Not in practice. The key reasons:

d_model = 512 (or 768, or 4096) provides enough dimensions that semantic and positional signals do not interfere catastrophically
Attention's Wq, Wk, Wv projections can learn to extract either signal
Multiple layers of Transformer blocks can progressively refine how the two signals are used

14.8.2 Why Must Positional Encodings Be Small?

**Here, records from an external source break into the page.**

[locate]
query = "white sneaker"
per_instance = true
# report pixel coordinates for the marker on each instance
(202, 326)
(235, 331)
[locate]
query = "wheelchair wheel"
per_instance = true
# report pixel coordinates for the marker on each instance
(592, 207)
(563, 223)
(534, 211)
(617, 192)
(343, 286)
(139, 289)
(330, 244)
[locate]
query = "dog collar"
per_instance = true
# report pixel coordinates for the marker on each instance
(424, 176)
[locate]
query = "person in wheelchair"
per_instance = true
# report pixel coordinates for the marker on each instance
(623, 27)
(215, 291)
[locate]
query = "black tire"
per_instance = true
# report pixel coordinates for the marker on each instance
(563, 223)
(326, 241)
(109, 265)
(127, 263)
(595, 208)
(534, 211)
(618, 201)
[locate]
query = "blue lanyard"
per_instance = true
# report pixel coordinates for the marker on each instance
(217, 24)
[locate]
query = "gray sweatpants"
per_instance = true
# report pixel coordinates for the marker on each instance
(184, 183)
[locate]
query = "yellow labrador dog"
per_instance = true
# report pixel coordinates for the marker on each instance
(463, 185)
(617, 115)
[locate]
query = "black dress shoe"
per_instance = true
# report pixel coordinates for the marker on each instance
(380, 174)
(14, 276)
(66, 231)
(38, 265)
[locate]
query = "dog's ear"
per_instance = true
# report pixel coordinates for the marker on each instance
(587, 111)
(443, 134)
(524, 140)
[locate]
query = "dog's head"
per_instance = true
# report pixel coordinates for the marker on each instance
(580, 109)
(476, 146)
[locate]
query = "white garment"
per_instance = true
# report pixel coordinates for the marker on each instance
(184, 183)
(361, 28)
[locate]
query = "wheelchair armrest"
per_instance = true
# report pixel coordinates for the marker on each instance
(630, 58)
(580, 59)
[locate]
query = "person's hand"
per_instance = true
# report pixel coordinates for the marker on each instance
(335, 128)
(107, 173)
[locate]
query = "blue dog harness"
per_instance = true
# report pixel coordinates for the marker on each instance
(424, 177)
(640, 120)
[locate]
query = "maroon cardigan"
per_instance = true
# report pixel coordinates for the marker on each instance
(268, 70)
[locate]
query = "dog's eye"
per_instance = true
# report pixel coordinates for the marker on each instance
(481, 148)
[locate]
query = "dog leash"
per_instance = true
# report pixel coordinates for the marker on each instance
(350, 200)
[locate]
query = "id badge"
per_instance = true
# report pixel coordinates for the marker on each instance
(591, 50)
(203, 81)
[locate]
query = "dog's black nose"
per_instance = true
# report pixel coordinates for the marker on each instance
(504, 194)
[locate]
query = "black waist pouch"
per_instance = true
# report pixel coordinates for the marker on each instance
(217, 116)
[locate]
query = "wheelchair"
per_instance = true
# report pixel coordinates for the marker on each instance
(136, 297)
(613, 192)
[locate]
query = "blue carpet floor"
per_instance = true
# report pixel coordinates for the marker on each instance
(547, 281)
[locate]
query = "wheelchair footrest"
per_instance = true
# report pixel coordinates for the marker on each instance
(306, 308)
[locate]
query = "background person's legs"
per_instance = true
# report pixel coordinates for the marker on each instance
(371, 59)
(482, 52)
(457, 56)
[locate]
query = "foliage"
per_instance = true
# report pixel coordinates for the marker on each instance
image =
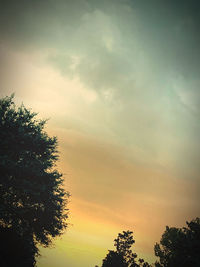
(180, 246)
(32, 199)
(123, 256)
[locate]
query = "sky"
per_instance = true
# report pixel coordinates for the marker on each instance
(119, 81)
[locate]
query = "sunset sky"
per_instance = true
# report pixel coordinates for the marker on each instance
(119, 81)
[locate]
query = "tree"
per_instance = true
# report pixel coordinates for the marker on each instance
(123, 256)
(32, 198)
(180, 246)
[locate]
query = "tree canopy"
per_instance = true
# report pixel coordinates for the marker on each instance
(123, 256)
(32, 198)
(180, 246)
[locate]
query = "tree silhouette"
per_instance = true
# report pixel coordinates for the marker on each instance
(123, 256)
(32, 199)
(180, 246)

If the positional encoding values are much larger than the token embedding values, they overwhelm the semantic signal:

embedding = [0.5,  0.3, -0.2]   # semantic
position  = [10,   20,  -15]    # positional — too large!
combined  = [10.5, 20.3, -15.2] # mostly position, semantics drowned out

Sinusoidal encodings produce values in [-1, 1], matching the typical magnitude of embedding vectors. Learned position embeddings are also kept in a similar range through normal training dynamics.

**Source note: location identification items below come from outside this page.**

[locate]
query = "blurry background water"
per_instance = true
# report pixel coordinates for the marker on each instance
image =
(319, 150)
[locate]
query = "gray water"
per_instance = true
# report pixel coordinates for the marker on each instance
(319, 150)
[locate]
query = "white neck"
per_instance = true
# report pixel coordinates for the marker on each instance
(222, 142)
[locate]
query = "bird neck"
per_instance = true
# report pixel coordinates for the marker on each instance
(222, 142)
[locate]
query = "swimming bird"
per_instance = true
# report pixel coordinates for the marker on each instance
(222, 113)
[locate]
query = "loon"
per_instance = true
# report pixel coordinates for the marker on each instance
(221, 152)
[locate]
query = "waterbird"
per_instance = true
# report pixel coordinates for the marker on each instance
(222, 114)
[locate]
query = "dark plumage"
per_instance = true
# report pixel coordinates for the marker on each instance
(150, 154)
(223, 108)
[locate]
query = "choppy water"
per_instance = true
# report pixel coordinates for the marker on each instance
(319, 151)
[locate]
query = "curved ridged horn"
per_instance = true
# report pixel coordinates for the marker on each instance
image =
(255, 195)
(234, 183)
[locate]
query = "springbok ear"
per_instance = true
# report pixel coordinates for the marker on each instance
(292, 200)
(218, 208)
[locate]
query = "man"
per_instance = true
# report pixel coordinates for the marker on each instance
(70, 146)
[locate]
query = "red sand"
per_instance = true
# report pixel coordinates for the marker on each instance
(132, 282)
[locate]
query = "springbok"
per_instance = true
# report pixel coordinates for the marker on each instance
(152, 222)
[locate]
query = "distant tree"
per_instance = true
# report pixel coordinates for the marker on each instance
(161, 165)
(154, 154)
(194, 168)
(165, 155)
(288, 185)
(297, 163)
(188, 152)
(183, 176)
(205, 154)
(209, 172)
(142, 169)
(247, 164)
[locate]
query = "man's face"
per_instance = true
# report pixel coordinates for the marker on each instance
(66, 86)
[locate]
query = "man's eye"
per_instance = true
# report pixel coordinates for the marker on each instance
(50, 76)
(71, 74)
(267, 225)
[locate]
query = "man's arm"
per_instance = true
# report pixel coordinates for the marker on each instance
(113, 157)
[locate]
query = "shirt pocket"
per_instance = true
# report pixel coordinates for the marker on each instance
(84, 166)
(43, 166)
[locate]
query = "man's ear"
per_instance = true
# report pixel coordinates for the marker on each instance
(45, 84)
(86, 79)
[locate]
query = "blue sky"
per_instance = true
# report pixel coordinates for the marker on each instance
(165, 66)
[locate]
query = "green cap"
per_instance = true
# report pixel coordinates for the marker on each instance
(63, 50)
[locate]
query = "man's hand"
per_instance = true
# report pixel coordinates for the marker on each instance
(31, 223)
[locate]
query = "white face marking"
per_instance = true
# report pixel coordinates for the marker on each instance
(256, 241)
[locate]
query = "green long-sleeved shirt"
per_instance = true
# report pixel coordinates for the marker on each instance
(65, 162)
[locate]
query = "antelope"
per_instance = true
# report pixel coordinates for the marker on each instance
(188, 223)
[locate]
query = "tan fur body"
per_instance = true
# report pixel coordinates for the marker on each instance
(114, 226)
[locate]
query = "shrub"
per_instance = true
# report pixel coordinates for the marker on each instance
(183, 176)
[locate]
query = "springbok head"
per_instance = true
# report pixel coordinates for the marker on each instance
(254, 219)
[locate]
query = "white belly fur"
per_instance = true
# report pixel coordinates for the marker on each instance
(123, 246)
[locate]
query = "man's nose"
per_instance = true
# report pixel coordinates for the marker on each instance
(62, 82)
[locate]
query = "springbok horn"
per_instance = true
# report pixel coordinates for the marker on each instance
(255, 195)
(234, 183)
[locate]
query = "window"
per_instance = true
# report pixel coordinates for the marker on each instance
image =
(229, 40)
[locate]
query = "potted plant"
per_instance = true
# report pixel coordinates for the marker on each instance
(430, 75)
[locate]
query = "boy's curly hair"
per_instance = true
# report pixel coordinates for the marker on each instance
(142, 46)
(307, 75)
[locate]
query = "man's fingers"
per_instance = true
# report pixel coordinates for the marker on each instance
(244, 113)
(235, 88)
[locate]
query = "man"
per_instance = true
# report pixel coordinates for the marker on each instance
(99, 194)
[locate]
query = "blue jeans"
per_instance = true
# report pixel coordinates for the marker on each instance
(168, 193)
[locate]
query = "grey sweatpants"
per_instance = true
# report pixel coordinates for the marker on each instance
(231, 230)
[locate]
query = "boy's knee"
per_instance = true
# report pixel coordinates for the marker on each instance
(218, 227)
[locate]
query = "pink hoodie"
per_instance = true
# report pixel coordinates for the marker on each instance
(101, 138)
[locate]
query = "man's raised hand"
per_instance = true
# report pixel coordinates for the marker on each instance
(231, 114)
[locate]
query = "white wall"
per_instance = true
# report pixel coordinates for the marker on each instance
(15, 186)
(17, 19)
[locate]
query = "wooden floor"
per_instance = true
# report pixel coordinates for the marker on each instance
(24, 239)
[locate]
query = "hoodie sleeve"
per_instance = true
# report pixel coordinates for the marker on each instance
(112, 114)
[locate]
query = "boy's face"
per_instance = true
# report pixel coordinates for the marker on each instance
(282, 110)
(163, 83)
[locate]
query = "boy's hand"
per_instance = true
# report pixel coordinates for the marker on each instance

14.8.3 Learned vs Fixed: Which Is Better?

Type	Advantages	Disadvantages
Fixed (sinusoidal)	Works for any sequence length	Not necessarily optimal
Learned	Can learn task-optimal position patterns	Cannot extrapolate beyond training length

In practice, learned position embeddings tend to perform slightly better on standard benchmarks, which is why GPT and BERT both use them. RoPE and ALiBi are increasingly preferred for long-context models.

14.9 Chapter Summary

14.9.1 Key Concepts

Signal	Source	Represents	Trainable?
Token embedding	Embedding lookup table	Token semantics	Yes
Positional encoding	Position embedding / sinusoidal function	Sequence position	Depends on method
Combined input	Addition of both	Semantics + position	—

14.9.2 Why Addition, Not Concatenation

Dimension stability: d_model stays fixed throughout the architecture
Both signals coexist: high-dimensional vectors have room for multiple signals
Attention can separate them: learned Wq, Wk, Wv projections can specialize per signal

14.9.3 Core Takeaway

Token embeddings and positional encodings are combined by element-wise addition. This design keeps model width constant, lets both signals coexist in a high-dimensional space, and relies on Attention's learned projections to extract whichever signal matters for each relationship. It is a compact, effective design choice — not a limitation.

Chapter Checklist

After this chapter, you should be able to:

Explain what token embeddings and positional encodings each represent.
Explain why concatenation increases model width and why that is a problem.
Explain why addition preserves both signals in a high-dimensional space.
Describe how Attention uses the combined signal.
Name at least three positional encoding variants and their tradeoffs.

See You in the Next Chapter

We now have all the pieces:

Token embeddings (Chapter 4)
Positional encodings (Chapter 5, revisited here)
Attention with Q, K, and V (Chapters 9–12)
Residual connections and Dropout (Chapter 13)
The addition operation that combines content and position (this chapter)

Chapter 15 assembles these into a complete forward pass — tracing a sequence of raw text all the way through to output probabilities, dimension by dimension.